Jackson bonded with past pop-music royalty by marrying Lisa Marie Presley in 1994 and grabbing a major interest in the Beatles' catalog, an asset worth $500 million. The marriage was short-lived, however, and his wealth was imperiled by an extravagant lifestyle that included the 2,700-acre Neverland Ranch in the Santa Ynez Valley, where he lived with a menagerie of exotic pets.
Jackson became a prisoner of his own celebrity. He became so accustomed to bodyguards and assistants that he once admitted that he trembled if he had to open his own front door. He compared himself to "a hemophiliac who can't afford to be scratched in any way."
Notoriously shy offstage, onstage he was electric and acutely attuned to what his fans craved. Commenting once on a sotto voce note at the end of a ballad, he said: "That note will touch the whole audience. What they're throwing out at you, you're grabbing. You hold it, you touch it and you whip it back -- it's like a Frisbee."
"I hate to admit it, but I feel strange around everyday people," he said on another occasion. "See, my whole life has been onstage, and the impression I get of people is applause, standing ovations and running after you. In a crowd, I'm afraid. Onstage, I feel safe. If I could, I would sleep on the stage. I'm serious."
In better days, his wealth allowed him to fulfill personal fantasies -- including building his own amusement park -- and bankroll charities, particularly those involving children. Then came the dark whispers about the nature of his relationship with boys.

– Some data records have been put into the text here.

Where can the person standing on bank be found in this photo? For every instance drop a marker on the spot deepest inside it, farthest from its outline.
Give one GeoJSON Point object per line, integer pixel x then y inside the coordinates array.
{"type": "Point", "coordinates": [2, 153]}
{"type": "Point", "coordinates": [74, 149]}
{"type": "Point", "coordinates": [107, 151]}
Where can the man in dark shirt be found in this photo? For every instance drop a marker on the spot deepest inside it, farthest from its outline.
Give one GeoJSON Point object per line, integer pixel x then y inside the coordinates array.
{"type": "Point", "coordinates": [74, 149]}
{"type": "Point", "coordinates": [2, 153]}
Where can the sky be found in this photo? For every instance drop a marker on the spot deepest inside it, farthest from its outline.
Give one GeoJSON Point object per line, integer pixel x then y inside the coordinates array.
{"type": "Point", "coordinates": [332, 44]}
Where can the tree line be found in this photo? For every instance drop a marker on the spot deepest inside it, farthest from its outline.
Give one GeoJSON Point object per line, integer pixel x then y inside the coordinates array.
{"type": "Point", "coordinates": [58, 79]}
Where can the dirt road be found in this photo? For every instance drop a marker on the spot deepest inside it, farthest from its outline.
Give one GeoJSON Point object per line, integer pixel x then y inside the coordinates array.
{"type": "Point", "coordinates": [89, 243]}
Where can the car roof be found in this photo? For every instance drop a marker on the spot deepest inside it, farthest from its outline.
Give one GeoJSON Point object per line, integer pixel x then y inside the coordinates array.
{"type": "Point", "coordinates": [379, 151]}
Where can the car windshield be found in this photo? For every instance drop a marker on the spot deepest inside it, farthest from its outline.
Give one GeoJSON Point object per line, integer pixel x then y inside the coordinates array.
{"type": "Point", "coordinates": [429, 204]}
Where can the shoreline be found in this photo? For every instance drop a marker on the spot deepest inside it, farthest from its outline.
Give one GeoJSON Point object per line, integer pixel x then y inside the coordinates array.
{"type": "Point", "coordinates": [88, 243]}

He was often seen with youngsters, both famous and those plucked from the mundane world to visit his playground estate. In 1993, he was accused of molesting a 13-year-old boy who was a frequent overnight guest in his home. On tour in Asia when the charges were filed, he canceled his performances, citing exhaustion and addiction to painkillers as the reasons.
Jackson's attorney charged that the boy's father, a would-be screenwriter who had tried to obtain Jackson's backing for a project, was trying to extort money. The criminal investigation was closed after the boy refused to testify. A civil lawsuit was settled for a reported $20 million.